Vice Regent of Brebes
- In office 2 November 2011 – 4 December 2012
- Preceded by: Agung Widiyantoro
- Succeeded by: Narjo

Personal details
- Born: 9 January 1971 (age 54) Tegal, Central Java, Indonesia
- Political party: PDI-P

= Idza Priyanti =

Indonesian businesswoman and politician

Idza Priyanti (born 9 January 1971) is an Indonesian businesswoman and politician of the Indonesian Democratic Party of Struggle.
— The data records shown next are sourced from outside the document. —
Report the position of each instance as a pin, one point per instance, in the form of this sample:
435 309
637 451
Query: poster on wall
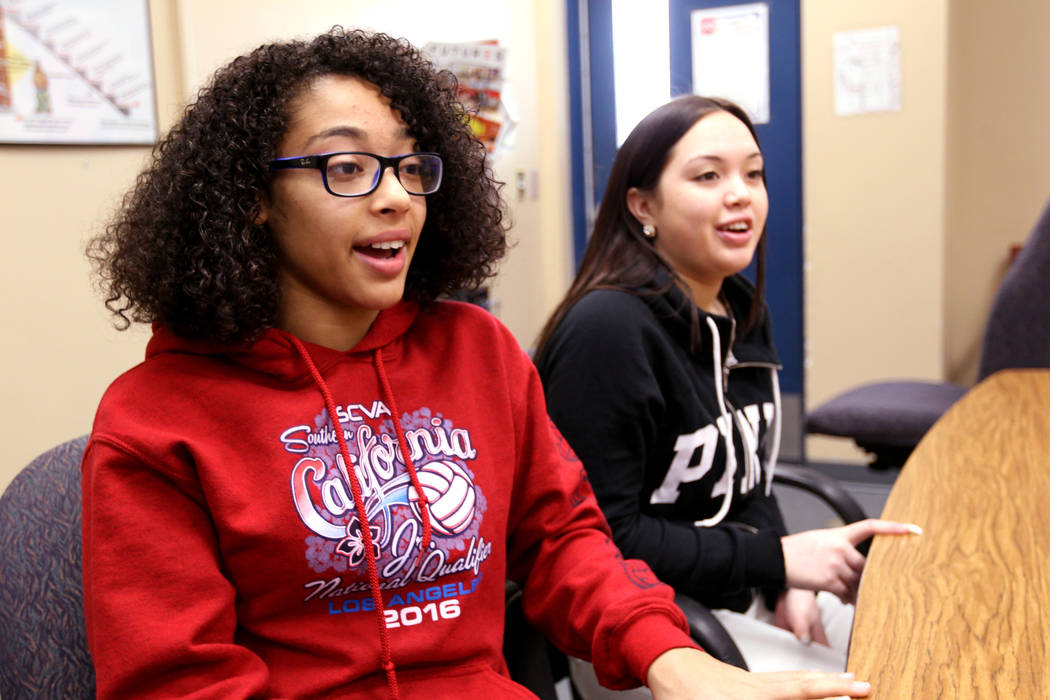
76 71
867 70
731 56
479 68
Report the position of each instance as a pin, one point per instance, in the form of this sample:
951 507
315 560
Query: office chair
43 645
887 419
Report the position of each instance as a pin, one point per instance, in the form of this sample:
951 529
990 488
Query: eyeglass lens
357 173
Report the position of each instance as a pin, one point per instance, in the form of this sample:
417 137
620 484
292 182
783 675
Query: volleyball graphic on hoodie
449 494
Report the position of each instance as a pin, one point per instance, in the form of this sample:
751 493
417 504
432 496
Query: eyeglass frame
319 162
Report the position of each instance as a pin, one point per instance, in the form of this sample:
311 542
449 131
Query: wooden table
963 611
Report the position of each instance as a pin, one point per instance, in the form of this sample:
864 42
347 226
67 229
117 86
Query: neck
339 334
706 296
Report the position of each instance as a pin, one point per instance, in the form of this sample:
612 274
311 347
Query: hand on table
689 674
798 613
828 560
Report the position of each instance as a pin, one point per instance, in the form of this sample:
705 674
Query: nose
390 193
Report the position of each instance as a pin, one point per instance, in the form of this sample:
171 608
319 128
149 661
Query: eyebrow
350 132
718 158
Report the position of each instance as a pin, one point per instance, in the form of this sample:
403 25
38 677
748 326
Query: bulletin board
76 71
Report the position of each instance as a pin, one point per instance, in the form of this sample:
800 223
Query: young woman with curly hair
321 475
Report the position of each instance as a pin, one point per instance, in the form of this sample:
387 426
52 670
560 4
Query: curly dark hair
185 250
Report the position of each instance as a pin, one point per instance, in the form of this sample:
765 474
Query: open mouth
736 227
384 250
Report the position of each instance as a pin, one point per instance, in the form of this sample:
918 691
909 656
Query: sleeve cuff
764 559
650 636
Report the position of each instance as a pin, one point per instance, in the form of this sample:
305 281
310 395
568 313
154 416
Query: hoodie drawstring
771 463
728 422
355 488
424 511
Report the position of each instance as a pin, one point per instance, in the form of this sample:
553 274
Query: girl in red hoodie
319 479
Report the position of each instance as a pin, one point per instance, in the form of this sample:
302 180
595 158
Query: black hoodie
650 410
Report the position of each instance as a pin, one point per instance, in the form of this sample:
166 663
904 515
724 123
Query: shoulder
607 311
464 327
606 327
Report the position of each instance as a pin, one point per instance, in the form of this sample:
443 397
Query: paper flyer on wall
479 67
76 71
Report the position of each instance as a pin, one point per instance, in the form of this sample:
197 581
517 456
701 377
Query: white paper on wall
867 70
731 56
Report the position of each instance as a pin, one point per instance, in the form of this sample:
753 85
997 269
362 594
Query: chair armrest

She was regent of Brebes Regency, Central Java for two terms between 2012 and 2022. Before entering politics, she worked in her family's bus company.

==Early life and education==
Idza Priyanti was born in Tegal city on 9 January 1971, as the third child of six from Ismail and Rukhayah. She would receive her bachelor's degree in 2012, from the Pancasakti University in Tegal.
==Career==
When her older brother Ikmal Jaya, the previous CEO of their family bus company PO Dewi Sri, left the company due to his election as mayor of Tegal, Priyanti became the new CEO. On 2 November 2011, she was appointed as vice regent of Brebes, as the elected vice regent Agung Widiyantoro had been elevated into regent.

In the 2012 Brebes regency election, Priyanti ran as a regent candidate with Narjo as her running mate and was elected with 452,120 votes (51.85%), defeating Widiyantoro. Priyanti and Narjo were sworn in on 4 December 2012. She was reelected in the 2017 regency election, defeating former Minister of Agriculture Suswono.

After the end of her tenure in 2022, she ran as a PDI-P candidate for the House of Representatives from Central Java IX district (Brebes, Tegal, and Tegal Regency) in the 2024 legislative election, but failed to win a seat.

==Family==
Priyanti's siblings include two other elected regional leaders: Mukti Agung (regent of Pemalang, 2021–2022) and Ikmal Jaya (mayor of Tegal, 2009–2014).